Изобретение относится к фармацевтической промышленности, а именно способу получения противоопухолевого вакцинного препарата для лечения солидных опухолей. Способ получения противоопухолевого вакцинного препарата для лечения солидных опухолей, заключающийся в том, что производят отбор первоначального опухолевого материала, смешение и гомогенизацию в буферном растворе, неоднократное центрифугирование с отбором образующего осадка, осадок суспендируют в кислом буфере, перемешивают, нейтрализуют, центрифугируют, супернатат собирают, осуществляют обогащение и очистку полученного супернатата с помощью комбинации солевого осаждения и хроматографии на иммобилизованном протеине А или G, полученный раствор пропускают через колонки с иммобилизованными иммуноглобулинами человека класса IgG и иммобилизованными белками плаценты человека, получившиеся антитела подвергают ферментативной обработке для получения Fab- или F(ab)2-фрагментов, которыми иммунизируют животных, получают иммунные антисыворотки, выделяют из них суммарную фракцию иммуноглобулинов, пропускают ее через колонки, с иммобилизованными иммуноглобулинами человека класса IgG и иммобилизованными белками плаценты человека, прошедший через колонки раствор подвергают иммуноаффинной хроматографии на колонках с иммобилизованными иммуноглобулинами, полученными ранее на этапе очистки и обогащения, целевые продукты, специфически связываемые последними видами колонок, элюируют раствором, диссоциирующим комплексы антиген-антитело, концентрируют, фильтруют через антимикробные фильтры, смешивают с адьювантом. Препарат полученный вышеописанным способом позволяет повысить эффективность лечения солидных опухолей. 2 пр.

Description

Настоящее изобретение относится к медицине, а именно к онкологии, и предназначено для лечения солидных опухолей.
Одной из главных причин, тормозящих внедрение иммунологических методов лечения злокачественных опухолей в практическую онкологию, является низкая иммуногенность большинства опухолеспецифичных антигенов-маркеров (ОСМ).

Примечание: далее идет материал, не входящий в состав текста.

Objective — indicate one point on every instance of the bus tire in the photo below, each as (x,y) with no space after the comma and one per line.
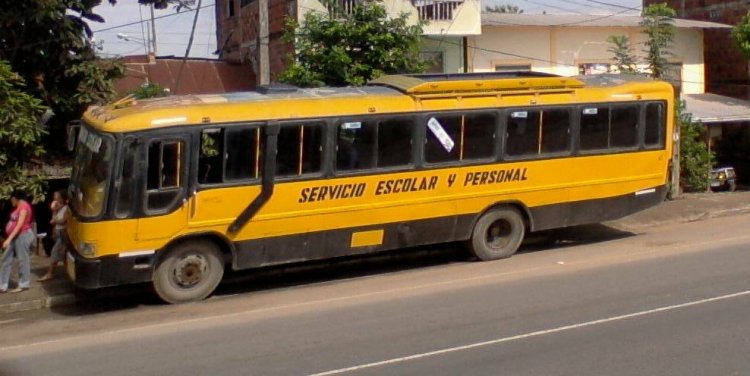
(497,234)
(189,272)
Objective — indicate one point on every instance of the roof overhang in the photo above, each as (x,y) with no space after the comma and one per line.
(713,108)
(585,20)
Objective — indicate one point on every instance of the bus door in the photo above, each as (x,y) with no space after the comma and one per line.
(228,175)
(166,184)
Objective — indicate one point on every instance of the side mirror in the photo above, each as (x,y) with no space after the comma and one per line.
(72,134)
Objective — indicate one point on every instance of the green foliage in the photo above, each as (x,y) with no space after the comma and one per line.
(20,132)
(48,43)
(741,35)
(623,54)
(658,25)
(149,90)
(339,49)
(695,158)
(503,8)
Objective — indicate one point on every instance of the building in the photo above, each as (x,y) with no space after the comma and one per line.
(251,30)
(192,76)
(577,44)
(726,67)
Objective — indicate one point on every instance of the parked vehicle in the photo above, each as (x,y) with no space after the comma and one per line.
(723,179)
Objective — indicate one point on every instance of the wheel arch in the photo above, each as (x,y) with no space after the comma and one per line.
(528,220)
(225,246)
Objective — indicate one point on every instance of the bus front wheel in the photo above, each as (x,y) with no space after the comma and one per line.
(189,272)
(497,234)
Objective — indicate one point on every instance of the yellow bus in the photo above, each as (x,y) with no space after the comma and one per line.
(172,191)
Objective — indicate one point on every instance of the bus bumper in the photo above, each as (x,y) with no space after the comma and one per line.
(107,271)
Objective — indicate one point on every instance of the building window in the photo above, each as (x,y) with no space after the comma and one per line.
(586,69)
(673,75)
(230,8)
(434,61)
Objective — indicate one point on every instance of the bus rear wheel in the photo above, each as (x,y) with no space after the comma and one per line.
(189,272)
(497,234)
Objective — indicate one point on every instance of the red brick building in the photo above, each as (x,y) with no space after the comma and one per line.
(243,38)
(726,67)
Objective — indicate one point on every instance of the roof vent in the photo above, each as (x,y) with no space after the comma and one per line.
(276,89)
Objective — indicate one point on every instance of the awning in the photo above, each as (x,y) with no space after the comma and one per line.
(714,108)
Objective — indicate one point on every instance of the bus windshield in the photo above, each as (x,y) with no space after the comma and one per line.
(91,173)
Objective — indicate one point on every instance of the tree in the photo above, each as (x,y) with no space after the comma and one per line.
(338,49)
(695,158)
(20,132)
(623,54)
(503,8)
(658,25)
(48,43)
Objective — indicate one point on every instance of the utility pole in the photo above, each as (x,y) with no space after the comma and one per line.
(263,60)
(153,30)
(187,50)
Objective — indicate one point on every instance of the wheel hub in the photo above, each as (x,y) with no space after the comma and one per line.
(189,270)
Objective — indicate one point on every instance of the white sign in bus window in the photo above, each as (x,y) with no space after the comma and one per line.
(590,111)
(352,125)
(441,134)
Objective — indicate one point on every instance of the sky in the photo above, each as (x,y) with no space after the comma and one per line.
(173,29)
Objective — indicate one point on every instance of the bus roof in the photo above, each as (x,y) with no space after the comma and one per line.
(392,94)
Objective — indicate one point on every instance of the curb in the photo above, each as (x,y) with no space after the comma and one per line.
(45,302)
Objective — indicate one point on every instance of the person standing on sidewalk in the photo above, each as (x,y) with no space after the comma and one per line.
(18,243)
(60,215)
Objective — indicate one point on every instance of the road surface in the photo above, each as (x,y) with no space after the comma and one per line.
(674,300)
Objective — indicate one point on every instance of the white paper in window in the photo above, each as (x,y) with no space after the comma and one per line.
(441,134)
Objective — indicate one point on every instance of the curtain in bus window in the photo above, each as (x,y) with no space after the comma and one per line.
(355,145)
(594,128)
(299,149)
(624,127)
(394,142)
(241,153)
(210,160)
(555,131)
(479,136)
(164,174)
(655,125)
(126,180)
(522,133)
(435,151)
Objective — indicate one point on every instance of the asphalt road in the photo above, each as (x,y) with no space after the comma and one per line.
(674,300)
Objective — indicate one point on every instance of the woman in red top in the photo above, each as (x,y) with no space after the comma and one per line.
(18,243)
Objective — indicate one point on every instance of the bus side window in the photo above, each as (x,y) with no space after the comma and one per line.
(395,142)
(299,149)
(655,126)
(437,150)
(479,136)
(555,131)
(241,154)
(355,143)
(522,134)
(594,128)
(164,174)
(624,127)
(210,158)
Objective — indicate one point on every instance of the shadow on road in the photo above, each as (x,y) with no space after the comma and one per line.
(272,278)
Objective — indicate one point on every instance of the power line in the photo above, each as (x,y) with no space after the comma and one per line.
(613,5)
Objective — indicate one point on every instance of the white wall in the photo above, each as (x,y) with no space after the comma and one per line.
(560,50)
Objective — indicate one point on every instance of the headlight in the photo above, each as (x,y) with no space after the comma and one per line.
(87,249)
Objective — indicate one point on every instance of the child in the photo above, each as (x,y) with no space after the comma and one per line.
(60,215)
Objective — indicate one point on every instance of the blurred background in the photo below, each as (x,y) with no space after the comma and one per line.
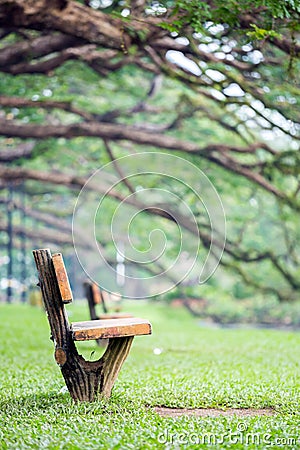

Это является труднопреодолимым препятствием для получения противоопухолевых антисывороток и антител, пригодных для деструкции первичных опухолей и их метастазов в условиях in vivo. При росте злокачественной опухоли в организме, иммунная система опухоленосителя начинает синтезировать опухолеспецифичные антитела [Агеенко, Лицо рака, М., Медицина, 1995; Xiaoju Wang, et al., Autoantibody Signatures in Prostate Cancer, N. Eng. J. Med., 2005; 353: 1224-35.]. Понятно, что индукция синтеза антител осуществляется в отношении наиболее иммуногенных ОСМ. Однако уровни продукции таких антител и/или их аффинность обычно бывают недостаточными для реверсии опухолевого роста. Тем не менее, имеются основания полагать, что разработка способов качественного повышения уровня продукции специфических высокоаффнных антител в организме опухоленосителя, как и цитотоксических лимфоцитов, специфических для ОСМ, может стать основой получения эффективных лечебных вакцинных противораковых препаратов.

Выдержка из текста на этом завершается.